Presentations 2016
Overhouse, Ashley
Presentation Title
Mexico’s emerging illegal groundwater market: The product of corruption and neoliberal regulations
Institution
University of California, Hastings College of the Law
Presentation
Profile Picture
Abstract
Mexico has limited freshwater resources, heavily relying on an extensive network of groundwater aquifers. In fact, groundwater resources have been the state’s buffer in the face of increasing urbanisation and explosion of the agricultural sector. Over the course of forty years, Mexico has instituted increasingly neoliberal water policies, resulting in over-drafted groundwater reserves and social differentiation.

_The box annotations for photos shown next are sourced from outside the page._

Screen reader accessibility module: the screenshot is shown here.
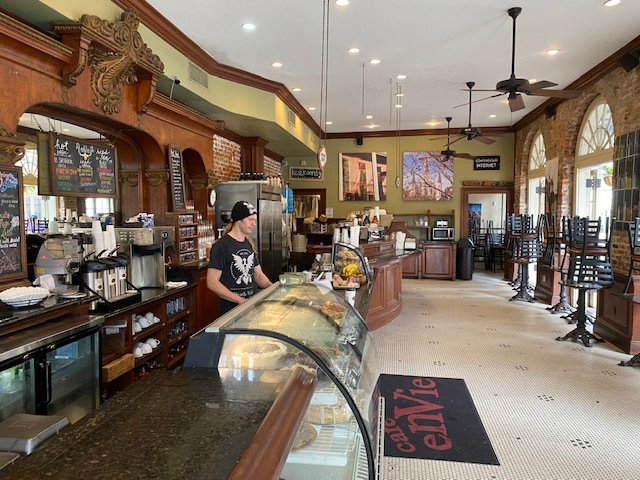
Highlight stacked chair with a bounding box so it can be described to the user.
[509,215,542,302]
[556,217,613,347]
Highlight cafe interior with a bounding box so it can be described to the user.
[0,0,640,480]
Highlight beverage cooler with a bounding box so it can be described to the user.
[216,181,284,282]
[185,283,384,480]
[0,327,100,423]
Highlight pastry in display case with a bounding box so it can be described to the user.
[185,283,384,480]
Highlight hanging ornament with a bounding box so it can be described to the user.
[318,145,327,171]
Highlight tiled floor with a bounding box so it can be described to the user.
[373,271,640,480]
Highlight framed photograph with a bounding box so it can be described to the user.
[402,152,453,201]
[339,152,387,202]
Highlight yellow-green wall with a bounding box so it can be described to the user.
[283,134,514,232]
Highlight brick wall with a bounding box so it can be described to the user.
[514,67,640,274]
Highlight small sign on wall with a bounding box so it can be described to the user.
[473,155,500,170]
[289,167,322,180]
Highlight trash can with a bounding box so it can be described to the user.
[456,238,475,280]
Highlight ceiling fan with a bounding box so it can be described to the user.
[440,117,475,160]
[444,82,495,148]
[476,7,581,112]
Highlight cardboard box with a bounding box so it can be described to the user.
[102,353,136,382]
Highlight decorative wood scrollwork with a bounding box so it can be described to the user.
[144,170,169,187]
[118,170,140,188]
[55,9,164,115]
[0,125,25,166]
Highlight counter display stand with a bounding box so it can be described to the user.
[185,283,384,480]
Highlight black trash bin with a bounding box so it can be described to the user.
[456,238,475,280]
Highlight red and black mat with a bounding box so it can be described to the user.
[379,375,500,465]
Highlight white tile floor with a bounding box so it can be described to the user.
[373,271,640,480]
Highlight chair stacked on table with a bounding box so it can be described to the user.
[556,217,613,347]
[509,215,542,302]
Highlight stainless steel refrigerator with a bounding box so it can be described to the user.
[216,181,283,282]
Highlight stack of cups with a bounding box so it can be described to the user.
[91,220,105,256]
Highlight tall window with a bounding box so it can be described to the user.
[575,97,615,218]
[527,131,547,217]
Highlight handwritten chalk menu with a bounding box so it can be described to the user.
[0,167,26,281]
[50,134,117,197]
[169,145,186,210]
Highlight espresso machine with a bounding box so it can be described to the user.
[115,226,176,289]
[33,234,83,296]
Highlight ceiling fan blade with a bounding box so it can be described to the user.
[509,93,525,112]
[527,90,582,98]
[474,135,496,145]
[453,90,507,108]
[522,80,558,93]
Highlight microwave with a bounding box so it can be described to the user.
[431,227,454,241]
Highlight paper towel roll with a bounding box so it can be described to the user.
[349,227,360,247]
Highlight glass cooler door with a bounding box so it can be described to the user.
[207,283,384,480]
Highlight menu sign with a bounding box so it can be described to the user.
[0,167,26,281]
[169,145,186,211]
[50,134,116,197]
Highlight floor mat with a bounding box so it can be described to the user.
[379,375,500,465]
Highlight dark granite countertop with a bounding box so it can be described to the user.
[2,368,286,480]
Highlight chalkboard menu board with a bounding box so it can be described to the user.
[169,145,186,210]
[0,166,26,282]
[50,133,117,197]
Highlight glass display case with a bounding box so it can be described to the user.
[185,283,384,480]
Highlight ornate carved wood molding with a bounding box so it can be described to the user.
[144,170,169,187]
[0,125,25,166]
[55,9,164,115]
[118,170,140,188]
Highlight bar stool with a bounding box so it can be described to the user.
[622,217,640,293]
[556,217,613,347]
[547,214,575,315]
[509,215,542,302]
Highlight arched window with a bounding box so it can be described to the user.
[527,131,547,217]
[574,97,615,218]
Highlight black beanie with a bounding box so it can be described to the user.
[231,202,258,222]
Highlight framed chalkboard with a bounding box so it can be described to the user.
[0,166,27,282]
[49,133,118,198]
[168,145,186,211]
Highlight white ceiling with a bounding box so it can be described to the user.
[148,0,640,133]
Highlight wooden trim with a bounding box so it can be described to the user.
[228,367,318,480]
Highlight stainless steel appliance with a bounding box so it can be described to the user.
[216,181,283,282]
[116,227,176,288]
[0,326,101,423]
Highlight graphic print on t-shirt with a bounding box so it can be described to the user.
[231,250,255,285]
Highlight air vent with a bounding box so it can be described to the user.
[287,109,297,127]
[189,62,209,88]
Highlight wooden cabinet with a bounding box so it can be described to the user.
[102,287,195,399]
[367,259,402,330]
[402,250,422,278]
[421,242,457,280]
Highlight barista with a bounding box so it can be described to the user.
[207,202,271,315]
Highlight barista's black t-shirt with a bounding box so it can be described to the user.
[209,235,260,315]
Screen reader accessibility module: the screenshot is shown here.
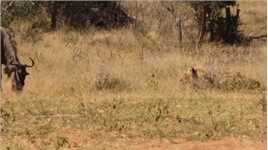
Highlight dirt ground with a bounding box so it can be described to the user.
[128,138,266,150]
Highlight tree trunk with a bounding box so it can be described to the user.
[51,2,58,30]
[197,6,207,46]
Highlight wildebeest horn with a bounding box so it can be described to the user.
[25,57,34,67]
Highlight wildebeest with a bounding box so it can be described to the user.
[0,27,34,91]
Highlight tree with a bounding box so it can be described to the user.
[190,1,240,44]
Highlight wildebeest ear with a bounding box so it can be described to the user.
[4,67,13,77]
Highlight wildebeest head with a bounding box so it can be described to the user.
[5,58,34,91]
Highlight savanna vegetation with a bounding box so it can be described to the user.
[0,0,267,150]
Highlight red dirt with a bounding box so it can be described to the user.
[129,138,266,150]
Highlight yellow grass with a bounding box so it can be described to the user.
[1,1,266,149]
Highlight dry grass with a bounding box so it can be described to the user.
[1,2,266,149]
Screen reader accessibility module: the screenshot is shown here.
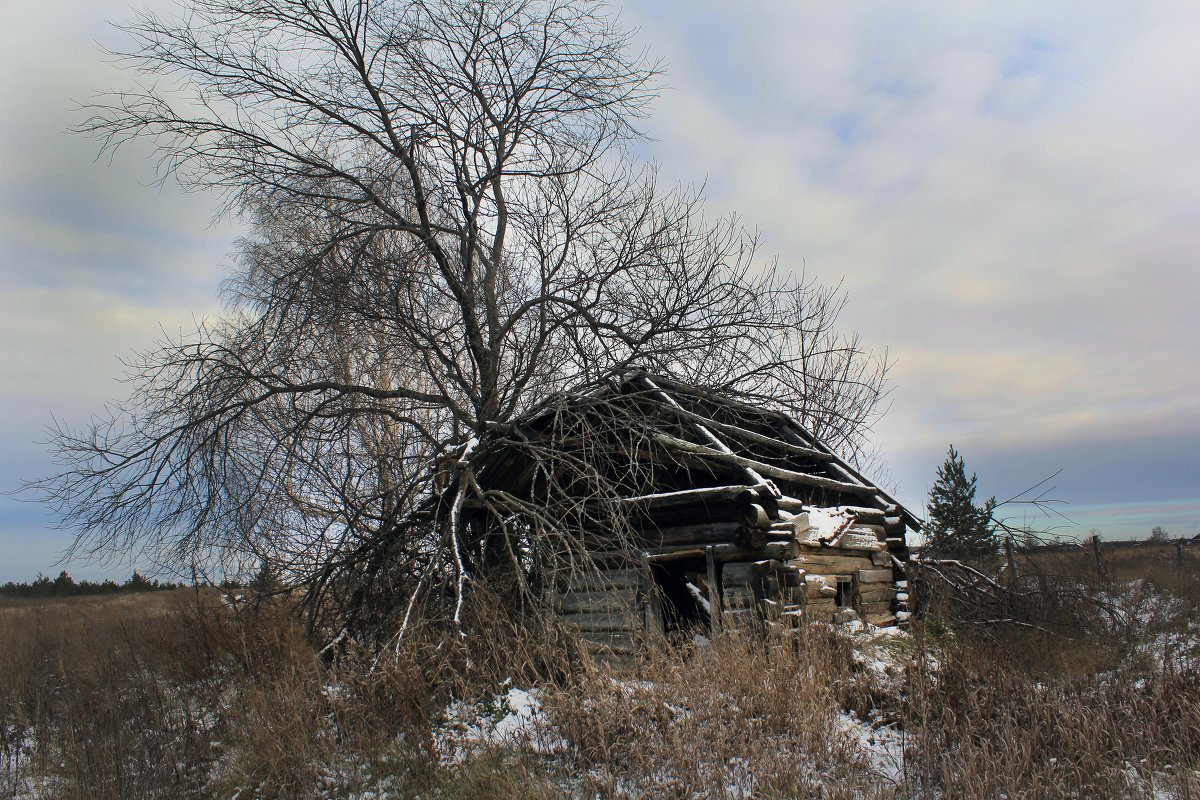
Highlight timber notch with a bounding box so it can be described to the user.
[455,372,919,655]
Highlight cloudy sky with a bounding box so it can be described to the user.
[0,0,1200,581]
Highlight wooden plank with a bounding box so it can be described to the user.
[641,522,745,547]
[856,570,895,583]
[858,601,892,614]
[858,584,896,603]
[650,433,876,495]
[568,566,650,591]
[546,588,642,614]
[580,631,641,655]
[646,541,799,564]
[563,607,644,632]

Dr. Nadine Reis has conducted extensive research in the arid Valley of Toluca, concluding that there is a complex hydrological nexus of government actors, private developers and the agricultural sector. This nexus revolves around the regulation limiting public access to groundwater, which in turn has led to the illegal transfers of water rights from small farmers to private developers with minimal legal consequences.In light of Dr. Reis’ case study, this paper proposes that Mexico’s regulations and lack of enforcement will create a state-wide market of illegal transfers of groundwater rights. Without complete water management reform, Mexico will institutionalize groundwater exploitation, and in turn, encapsulate the unsustainable neoliberal approach to groundwater management by generating a state-wide water crisis.